What Can Companies Outside the Toyota Group Do With JIT?

Unfortunately one thing that legitimately drove the WSJ article is the large number
of companies that have adopted JIT deliveries as a policy to reduce inventory—
without using any of the supporting systems of Toyota. Simply implementing this
in isolation merely as a tool is likely to cause many problems. Remember, one
benefit of JIT is that problems are quickly surfaced so they can be solved.
Surfacing problems is not desirable for a company that does not have highly
developed people and suppliers throughout the value chain who are continuously
improving.
One benefit of JIT is that problems are quickly surfaced so they can be solved.
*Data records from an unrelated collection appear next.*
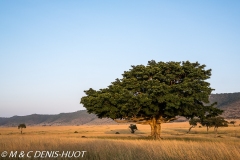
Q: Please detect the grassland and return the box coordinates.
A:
[0,121,240,160]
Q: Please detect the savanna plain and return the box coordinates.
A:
[0,120,240,160]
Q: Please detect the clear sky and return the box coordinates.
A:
[0,0,240,117]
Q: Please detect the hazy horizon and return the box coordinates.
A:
[0,0,240,117]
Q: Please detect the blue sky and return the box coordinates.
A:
[0,0,240,117]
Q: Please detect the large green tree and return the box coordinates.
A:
[80,60,222,139]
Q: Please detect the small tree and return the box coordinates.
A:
[187,118,200,133]
[229,121,236,127]
[200,118,213,133]
[129,124,137,133]
[18,123,27,134]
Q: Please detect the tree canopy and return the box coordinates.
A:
[80,60,222,138]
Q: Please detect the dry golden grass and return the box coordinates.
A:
[0,122,240,160]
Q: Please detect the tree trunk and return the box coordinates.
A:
[149,117,161,140]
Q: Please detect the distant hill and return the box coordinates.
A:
[209,92,240,119]
[0,93,240,127]
[0,110,116,127]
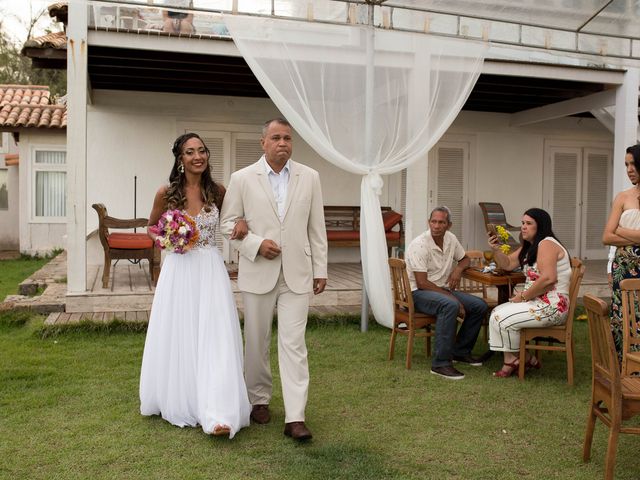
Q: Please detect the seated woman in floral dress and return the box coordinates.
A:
[489,208,571,378]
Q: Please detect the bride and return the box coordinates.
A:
[140,133,251,438]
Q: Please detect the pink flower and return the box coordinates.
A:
[149,210,200,253]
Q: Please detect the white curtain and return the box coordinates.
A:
[225,16,487,327]
[34,150,67,217]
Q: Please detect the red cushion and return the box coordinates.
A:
[327,230,360,241]
[107,233,153,250]
[382,210,402,232]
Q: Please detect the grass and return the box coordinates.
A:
[0,314,639,480]
[0,249,62,302]
[0,255,51,302]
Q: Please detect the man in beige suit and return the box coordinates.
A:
[220,118,327,440]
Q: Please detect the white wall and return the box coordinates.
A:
[82,91,612,264]
[443,112,620,249]
[0,132,20,250]
[87,91,399,264]
[18,128,67,254]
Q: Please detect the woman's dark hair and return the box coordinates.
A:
[626,143,640,173]
[518,208,566,266]
[164,133,224,210]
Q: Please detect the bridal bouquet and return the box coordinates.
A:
[149,210,200,253]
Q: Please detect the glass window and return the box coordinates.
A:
[33,150,67,218]
[0,169,9,210]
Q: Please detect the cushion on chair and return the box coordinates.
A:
[382,210,402,232]
[107,233,153,250]
[327,230,360,241]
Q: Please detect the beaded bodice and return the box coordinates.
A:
[188,205,220,248]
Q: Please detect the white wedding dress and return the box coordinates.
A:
[140,206,251,437]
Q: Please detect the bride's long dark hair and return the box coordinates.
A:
[164,132,224,210]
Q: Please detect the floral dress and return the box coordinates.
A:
[489,237,571,352]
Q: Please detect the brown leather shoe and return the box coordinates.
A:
[251,405,271,425]
[284,422,313,440]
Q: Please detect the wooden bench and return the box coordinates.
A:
[324,205,404,256]
[91,203,160,288]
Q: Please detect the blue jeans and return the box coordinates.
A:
[413,290,488,367]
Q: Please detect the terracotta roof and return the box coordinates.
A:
[0,85,67,128]
[22,32,67,52]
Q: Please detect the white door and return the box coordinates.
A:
[544,146,612,259]
[429,141,475,249]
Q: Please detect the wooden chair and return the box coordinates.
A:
[620,278,640,376]
[518,258,584,385]
[91,203,160,288]
[478,202,520,249]
[582,294,640,480]
[389,258,436,369]
[458,250,498,342]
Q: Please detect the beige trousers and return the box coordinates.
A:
[242,271,310,423]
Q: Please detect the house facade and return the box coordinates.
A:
[0,85,67,255]
[17,0,640,292]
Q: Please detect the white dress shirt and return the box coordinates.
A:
[262,155,289,221]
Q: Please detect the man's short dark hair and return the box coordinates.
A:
[262,117,293,137]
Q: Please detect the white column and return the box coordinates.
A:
[613,68,640,196]
[67,0,88,293]
[404,155,430,244]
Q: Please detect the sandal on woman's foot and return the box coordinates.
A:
[493,358,520,378]
[211,425,231,437]
[524,355,542,370]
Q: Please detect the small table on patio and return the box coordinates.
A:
[462,267,525,305]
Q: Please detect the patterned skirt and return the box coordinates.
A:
[611,245,640,361]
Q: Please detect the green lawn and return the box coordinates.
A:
[0,255,51,302]
[0,316,640,480]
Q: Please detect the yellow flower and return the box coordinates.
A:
[496,225,509,242]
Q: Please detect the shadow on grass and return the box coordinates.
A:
[0,311,34,329]
[280,442,399,480]
[34,318,147,339]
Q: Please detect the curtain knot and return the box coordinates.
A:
[365,170,384,196]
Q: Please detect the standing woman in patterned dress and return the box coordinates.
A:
[602,144,640,359]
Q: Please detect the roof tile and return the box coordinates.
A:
[0,85,67,128]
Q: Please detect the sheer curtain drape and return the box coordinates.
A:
[225,16,487,326]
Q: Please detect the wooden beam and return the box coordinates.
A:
[510,90,616,127]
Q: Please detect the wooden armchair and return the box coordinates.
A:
[620,278,640,376]
[582,294,640,480]
[91,203,160,288]
[478,202,520,248]
[518,257,584,385]
[389,258,436,369]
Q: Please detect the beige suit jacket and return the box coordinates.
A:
[220,157,327,294]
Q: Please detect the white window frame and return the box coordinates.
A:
[29,144,67,223]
Companies that lack mature lean systems and have not sufficiently developed
their people can reap limited benefits of JIT, and the use of a tool like kanban can
help with inventory control. But the primary enemy will always be the hazards of
managing variation. And, the more variation you have, the more inventory you will
need as a buffer.

Most importantly, Toyota learned to stabilize processes and concurrently reduce


inventory for those cases where there is a reliable stream of parts and materials.
They have shown that working with key suppliers who become partners will
enable more reliability and less inventory. Working to stabilize one’s own
processes in the direction of continuous flow to takt will also reduce the amount of
inventory needed. And, working relentlessly on the difficult problem of leveling
the production schedule, or heijunka, will have enormous benefits, particularly as
one works back through the tiers of suppliers. This is not to say that Toyota’s
solutions are to be copied. Each company is in a unique situation and needs to
strive to discover its own approaches to move in the direction of a pure stream of
value to deliver what customers want, in the amount they want, when they want it.

This all takes time and a great deal of effort. Toyota has done this work and enjoys
the benefits. The company understands the need to hold inventory when they
anticipate a looming crisis or when there are no reliable sources of materials. Yet
these are episodic instances when deviations from broader practice are called for.
It’s more important to understand the purpose of JIT and where it fits into a deeper
system. Companies and journalists should not pretend JIT is possible when it is
not, or that it is impossible when it is. And they should focus instead on striving in
the direction of a lean supply system to enjoy the powerful benefits it delivers.